Im ersten Teil ging es darum den Begriff des Frames kurz zu erklären, mit einem Beispiel.
»Politik ist Sprache und Sprache ist Politik. Wenn sie eine Wirklichkeit schafft, dann ist immer auch die Frage, welche Wirklichkeit sie schafft.« sagte Robert Habeck, Bundesvorsitzender der Grünen Deutschland (zusammen mit Annalena Baerbock).
Heute schauen wir uns andere Begriffe an. An was denken Sie bei den Wörtern
Auffangnetz
am Tropf
Falle
Hängematte
Das Auffangnetz wird von Artisten gebraucht, die sich vorsätzlich in Gefahr begeben. Wer ins Auffangnetz fällt war unvorsichtig, leichtfertig, hat auch versagt. Gefühlslage eher negativ.
Am Tropf ist jemand, dem es schlecht geht, der im Spital liegt, der krank ist. Gefühlslage negativ.
Die Falle ist eine hinterhältige, gemeine Anodnung oder Organisation von Geräten um etwas oder jemanden überraschend festzusetzen oder gar zu töten (z.B. Sprengfalle). Gefühlslage negativ.
Die Hängematte ist im Gegensatz zu den drei obigen Begriffen eher positiv, was die Gefühlslage betrifft. Man ist entspannt, eher inaktiv, Ferien klingen an, auch das Faulenzen.

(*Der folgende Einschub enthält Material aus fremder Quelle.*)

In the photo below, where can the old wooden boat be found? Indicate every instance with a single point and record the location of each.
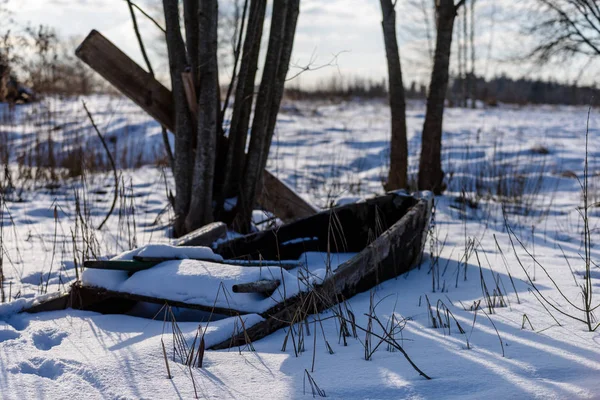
(385, 233)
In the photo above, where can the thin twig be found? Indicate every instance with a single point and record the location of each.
(112, 163)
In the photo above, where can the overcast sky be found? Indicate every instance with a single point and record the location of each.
(349, 28)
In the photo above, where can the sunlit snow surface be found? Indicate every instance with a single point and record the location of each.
(328, 152)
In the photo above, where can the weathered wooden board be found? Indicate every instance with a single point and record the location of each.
(265, 286)
(394, 252)
(103, 300)
(128, 77)
(281, 200)
(59, 302)
(133, 81)
(348, 228)
(143, 263)
(204, 236)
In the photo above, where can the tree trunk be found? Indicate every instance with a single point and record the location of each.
(201, 210)
(399, 147)
(291, 20)
(252, 170)
(472, 80)
(244, 92)
(184, 130)
(430, 165)
(190, 12)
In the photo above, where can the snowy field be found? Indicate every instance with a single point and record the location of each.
(472, 316)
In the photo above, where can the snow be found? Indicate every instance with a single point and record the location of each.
(210, 284)
(326, 151)
(203, 283)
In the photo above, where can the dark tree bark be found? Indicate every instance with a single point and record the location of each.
(184, 128)
(190, 16)
(430, 165)
(244, 93)
(203, 154)
(399, 147)
(260, 124)
(201, 209)
(289, 33)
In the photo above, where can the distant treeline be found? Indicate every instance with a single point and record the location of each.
(501, 89)
(522, 91)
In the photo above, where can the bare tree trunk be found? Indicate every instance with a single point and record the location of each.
(430, 165)
(190, 12)
(465, 83)
(244, 91)
(201, 210)
(184, 132)
(472, 80)
(399, 147)
(258, 140)
(289, 33)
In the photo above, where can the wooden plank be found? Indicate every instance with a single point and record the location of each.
(283, 201)
(347, 228)
(287, 265)
(85, 298)
(204, 236)
(128, 77)
(59, 302)
(120, 265)
(132, 80)
(396, 251)
(142, 263)
(265, 286)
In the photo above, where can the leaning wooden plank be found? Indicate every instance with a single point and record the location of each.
(120, 265)
(60, 302)
(47, 302)
(204, 236)
(133, 81)
(143, 263)
(85, 297)
(266, 286)
(128, 77)
(282, 201)
(394, 252)
(287, 265)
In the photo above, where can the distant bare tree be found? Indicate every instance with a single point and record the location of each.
(430, 165)
(564, 28)
(209, 167)
(399, 147)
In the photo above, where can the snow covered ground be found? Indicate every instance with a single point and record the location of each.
(529, 159)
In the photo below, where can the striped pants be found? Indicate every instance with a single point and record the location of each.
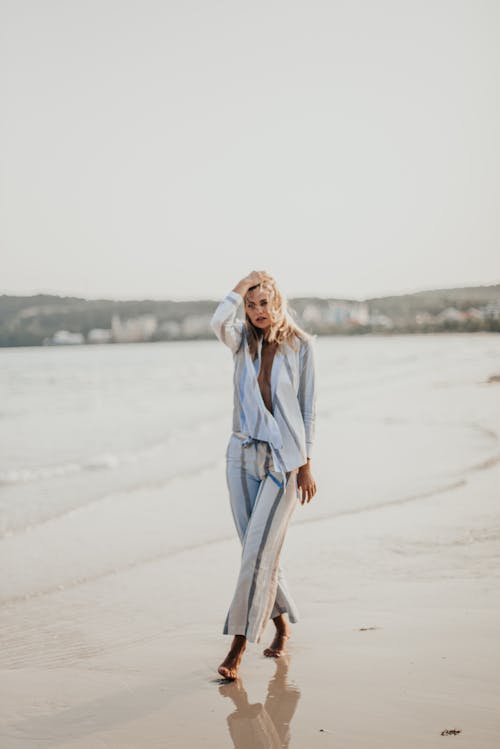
(262, 503)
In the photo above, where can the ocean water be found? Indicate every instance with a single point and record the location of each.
(111, 456)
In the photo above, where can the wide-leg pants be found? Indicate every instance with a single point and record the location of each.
(262, 502)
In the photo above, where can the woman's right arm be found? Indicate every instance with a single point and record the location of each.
(226, 327)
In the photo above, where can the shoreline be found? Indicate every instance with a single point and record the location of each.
(397, 641)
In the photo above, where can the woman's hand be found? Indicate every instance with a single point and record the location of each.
(253, 279)
(306, 483)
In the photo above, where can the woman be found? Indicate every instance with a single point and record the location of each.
(268, 455)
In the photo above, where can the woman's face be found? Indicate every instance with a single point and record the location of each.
(256, 307)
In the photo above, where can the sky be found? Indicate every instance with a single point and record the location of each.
(164, 149)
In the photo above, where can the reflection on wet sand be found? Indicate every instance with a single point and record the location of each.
(262, 726)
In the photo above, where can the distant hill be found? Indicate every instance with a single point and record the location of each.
(32, 320)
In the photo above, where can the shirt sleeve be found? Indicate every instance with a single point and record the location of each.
(307, 391)
(224, 323)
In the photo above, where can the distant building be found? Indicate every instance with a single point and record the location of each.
(424, 318)
(492, 310)
(99, 335)
(381, 321)
(312, 314)
(134, 329)
(64, 338)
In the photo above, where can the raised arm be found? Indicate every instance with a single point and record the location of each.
(224, 322)
(307, 391)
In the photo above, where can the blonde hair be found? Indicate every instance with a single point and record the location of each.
(283, 329)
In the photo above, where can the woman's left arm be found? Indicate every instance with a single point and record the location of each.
(307, 403)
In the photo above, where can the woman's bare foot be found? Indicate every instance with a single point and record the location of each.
(277, 647)
(229, 666)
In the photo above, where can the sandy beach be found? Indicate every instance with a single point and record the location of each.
(399, 601)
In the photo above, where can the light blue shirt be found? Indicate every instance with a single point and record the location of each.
(290, 428)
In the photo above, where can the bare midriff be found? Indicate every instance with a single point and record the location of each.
(264, 378)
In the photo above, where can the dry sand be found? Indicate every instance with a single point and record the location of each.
(398, 641)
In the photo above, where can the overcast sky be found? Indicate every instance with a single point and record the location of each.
(156, 149)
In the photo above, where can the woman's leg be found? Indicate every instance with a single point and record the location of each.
(243, 484)
(256, 589)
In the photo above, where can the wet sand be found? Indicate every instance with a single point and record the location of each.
(397, 643)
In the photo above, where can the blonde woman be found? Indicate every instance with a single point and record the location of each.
(268, 456)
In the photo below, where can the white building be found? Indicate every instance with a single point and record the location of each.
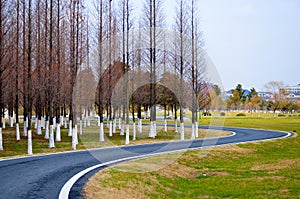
(292, 92)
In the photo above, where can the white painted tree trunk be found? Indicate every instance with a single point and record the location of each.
(54, 122)
(18, 137)
(51, 138)
(39, 127)
(80, 127)
(76, 134)
(134, 131)
(58, 133)
(25, 129)
(181, 131)
(154, 129)
(141, 126)
(89, 121)
(74, 139)
(120, 123)
(1, 141)
(29, 143)
(193, 132)
(166, 127)
(127, 135)
(65, 123)
(11, 122)
(61, 120)
(43, 123)
(115, 126)
(197, 130)
(122, 129)
(47, 131)
(70, 129)
(110, 128)
(99, 121)
(3, 123)
(101, 138)
(85, 123)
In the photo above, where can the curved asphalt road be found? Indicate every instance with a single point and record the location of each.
(44, 176)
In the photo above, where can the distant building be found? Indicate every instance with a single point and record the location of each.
(226, 95)
(267, 96)
(292, 92)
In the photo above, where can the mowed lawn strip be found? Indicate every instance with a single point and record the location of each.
(89, 140)
(258, 170)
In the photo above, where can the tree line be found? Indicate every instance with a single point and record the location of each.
(66, 57)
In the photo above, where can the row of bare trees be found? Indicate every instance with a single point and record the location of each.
(43, 44)
(142, 44)
(52, 54)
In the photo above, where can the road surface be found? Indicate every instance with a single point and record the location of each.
(44, 176)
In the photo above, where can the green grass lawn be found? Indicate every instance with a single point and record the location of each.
(257, 170)
(89, 140)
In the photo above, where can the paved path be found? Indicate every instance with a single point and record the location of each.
(44, 176)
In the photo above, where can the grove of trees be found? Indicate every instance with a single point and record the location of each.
(69, 57)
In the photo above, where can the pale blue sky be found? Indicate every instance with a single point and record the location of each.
(251, 42)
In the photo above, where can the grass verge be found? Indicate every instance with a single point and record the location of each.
(89, 140)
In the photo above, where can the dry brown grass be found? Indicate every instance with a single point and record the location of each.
(282, 164)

Nun vier neue Begriffe zu denen Sie sich wieder die Wirkung, bewirkte Gefühlslage vorstellen:
Soziales Auffangnetz
Am Tropf der Sozialhilfe
Sozialhilfefalle
Soziale Hängematte
Wer also im sozialen Auffangnetz landet war unvorsichtig, leichtfertig oder hat ganz einfach versagt, ein Versager.
Kommt dazu, dass die Allgemeinheit, die das soziale Auffangnetz aufspannt und finanziert für diese Leichtfertigkeit und für dieses Versagen auch noch bezahlen muss.

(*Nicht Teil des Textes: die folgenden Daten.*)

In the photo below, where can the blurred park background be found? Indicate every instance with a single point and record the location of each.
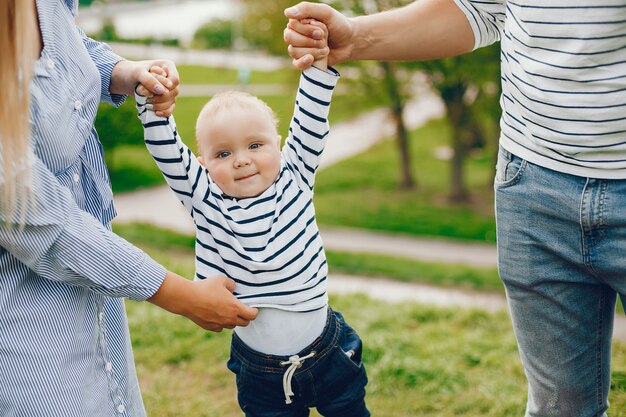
(432, 181)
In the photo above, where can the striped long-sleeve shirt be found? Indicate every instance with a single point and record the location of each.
(269, 244)
(563, 80)
(64, 343)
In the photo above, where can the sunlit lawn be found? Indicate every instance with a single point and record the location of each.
(132, 167)
(421, 361)
(363, 191)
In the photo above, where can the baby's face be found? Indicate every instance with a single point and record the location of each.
(241, 150)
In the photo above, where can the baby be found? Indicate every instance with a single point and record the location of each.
(255, 223)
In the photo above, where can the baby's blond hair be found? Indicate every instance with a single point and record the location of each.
(227, 101)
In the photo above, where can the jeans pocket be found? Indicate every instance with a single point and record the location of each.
(509, 169)
(349, 346)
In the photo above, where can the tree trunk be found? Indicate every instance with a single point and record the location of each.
(402, 136)
(453, 99)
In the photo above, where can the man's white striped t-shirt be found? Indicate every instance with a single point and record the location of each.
(269, 244)
(563, 80)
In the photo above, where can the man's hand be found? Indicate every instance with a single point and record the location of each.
(209, 303)
(128, 74)
(306, 42)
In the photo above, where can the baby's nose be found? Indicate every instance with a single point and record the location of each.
(241, 162)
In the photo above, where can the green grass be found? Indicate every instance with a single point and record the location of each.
(408, 270)
(364, 192)
(159, 242)
(132, 166)
(199, 74)
(420, 360)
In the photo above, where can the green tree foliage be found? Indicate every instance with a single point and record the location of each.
(470, 88)
(118, 126)
(217, 34)
(264, 22)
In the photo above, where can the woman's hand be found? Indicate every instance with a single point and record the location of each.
(128, 74)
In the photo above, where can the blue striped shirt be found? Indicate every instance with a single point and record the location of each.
(269, 244)
(64, 343)
(563, 80)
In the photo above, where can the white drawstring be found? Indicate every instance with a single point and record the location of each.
(294, 363)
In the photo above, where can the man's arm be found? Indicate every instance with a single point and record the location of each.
(422, 30)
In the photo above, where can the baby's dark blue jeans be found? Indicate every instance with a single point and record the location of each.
(328, 375)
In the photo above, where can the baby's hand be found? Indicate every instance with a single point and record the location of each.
(320, 55)
(161, 74)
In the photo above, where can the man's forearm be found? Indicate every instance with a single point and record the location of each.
(422, 30)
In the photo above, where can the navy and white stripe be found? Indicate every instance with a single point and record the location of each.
(563, 80)
(270, 244)
(64, 343)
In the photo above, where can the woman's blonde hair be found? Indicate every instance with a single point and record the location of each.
(19, 46)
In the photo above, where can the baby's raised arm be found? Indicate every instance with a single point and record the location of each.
(179, 166)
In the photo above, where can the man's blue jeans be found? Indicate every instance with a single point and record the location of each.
(562, 258)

Der Versager oder die Versagerin liegt dann in der Sozialhilfehängematte, macht Pause und löst das Gefühl aus, er lasse es sich gut gehen und führe ein entspanntes Leben. Ausser er hängt am Tropf der Sozialhilfe, dann ist eine schwere Krankheit angesagt, im Spital bekommt er/sie die Notwendige Hilfe um wieder auf die Beine zu kommen. Er/sie kann den Anforderungen des Alltags nicht mehr nachkommen.

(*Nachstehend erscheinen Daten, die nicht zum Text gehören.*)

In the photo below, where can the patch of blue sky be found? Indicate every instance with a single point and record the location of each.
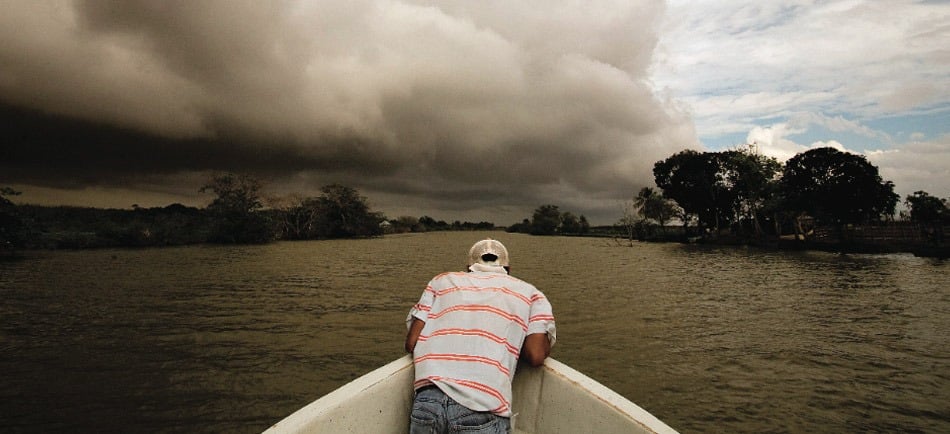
(914, 127)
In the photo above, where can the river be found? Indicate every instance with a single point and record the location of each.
(224, 339)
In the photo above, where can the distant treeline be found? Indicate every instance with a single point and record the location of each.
(237, 215)
(743, 196)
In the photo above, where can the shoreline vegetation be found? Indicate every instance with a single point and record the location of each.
(821, 199)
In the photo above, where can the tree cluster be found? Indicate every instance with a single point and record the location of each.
(428, 224)
(236, 215)
(549, 220)
(740, 190)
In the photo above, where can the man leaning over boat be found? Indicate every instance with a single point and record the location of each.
(466, 335)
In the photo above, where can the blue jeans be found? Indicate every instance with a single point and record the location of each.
(433, 412)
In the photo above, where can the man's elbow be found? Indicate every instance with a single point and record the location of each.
(536, 349)
(534, 360)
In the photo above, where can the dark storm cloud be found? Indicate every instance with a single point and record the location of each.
(441, 105)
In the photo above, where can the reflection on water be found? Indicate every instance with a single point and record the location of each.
(231, 339)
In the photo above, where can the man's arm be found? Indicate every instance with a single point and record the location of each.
(413, 336)
(536, 348)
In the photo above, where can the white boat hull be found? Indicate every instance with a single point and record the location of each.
(550, 399)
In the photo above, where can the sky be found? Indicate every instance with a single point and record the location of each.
(459, 110)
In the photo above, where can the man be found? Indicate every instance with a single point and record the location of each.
(466, 334)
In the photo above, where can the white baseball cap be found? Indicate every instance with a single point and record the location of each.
(476, 255)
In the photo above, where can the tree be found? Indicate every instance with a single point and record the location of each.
(752, 181)
(236, 211)
(11, 224)
(344, 214)
(690, 178)
(837, 187)
(652, 205)
(545, 220)
(926, 209)
(930, 212)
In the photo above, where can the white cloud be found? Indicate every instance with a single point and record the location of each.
(762, 60)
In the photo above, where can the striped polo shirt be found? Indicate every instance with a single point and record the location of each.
(475, 325)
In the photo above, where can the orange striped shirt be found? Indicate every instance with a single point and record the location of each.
(475, 325)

Daraus folgt die Sozialhilfefalle, aus der Betroffene lebenslang nicht mehr heraus kommen.
Mit diesen Sozialhilfe-Frames wird von den rechten Parteien das Problem Sozialhilfe bearbeitet. Ohne dass dabei je einmal aus den Statistiken erwähnt wird, dass die Sozialhilfequote um nur 4% liegt, dass ein Grossteil von Kurzzeitbeziehenden von 51% besteht. Geredet wird nur immer von Missbrauch.
Über eine ganz spezielle Sorte des Missbrauchs wird überhaupt nicht geredet, nämlich über die Firmen und Konzerne, die sich jeweils über Personalentlassungen sanieren. Oder wie es Valentin Vogt, Präsident des Schweizerischen Arbeitgeberverbands anlässlich der Mindestlohninitiative zynisch darlegte:
»Nicht jeder Lohn kann für eine Familie existenzsichernd sein. Wo ausnahmsweise das Haushalteinkommen nicht ausreicht, gewährleisten Sozialversicherungen und Sozialhilfe die Existenzsicherung.«
Es wäre wichtig in dieser Sache sorgfältiger mit der Sprache umzugehen. Nicht nur die SVP und die FDP, sondern alle Parteien.
Interessiert an politischer Sprache, an politischen Frames?
Elisabeth Wehling
Politisches Framing
Wie eine Nation sich ihr Denken einredet — und daraus Politik macht
edition medienpraxis
Köln: Halem 2016
Fr. 18.50
oder in der GGG-Bibliothek
Und die Weisheit zur Sache:
Millionenschwere Männer bringen Menschen dazu,
eine Politik gegen ihre eigenen Interessen zu unterstützen.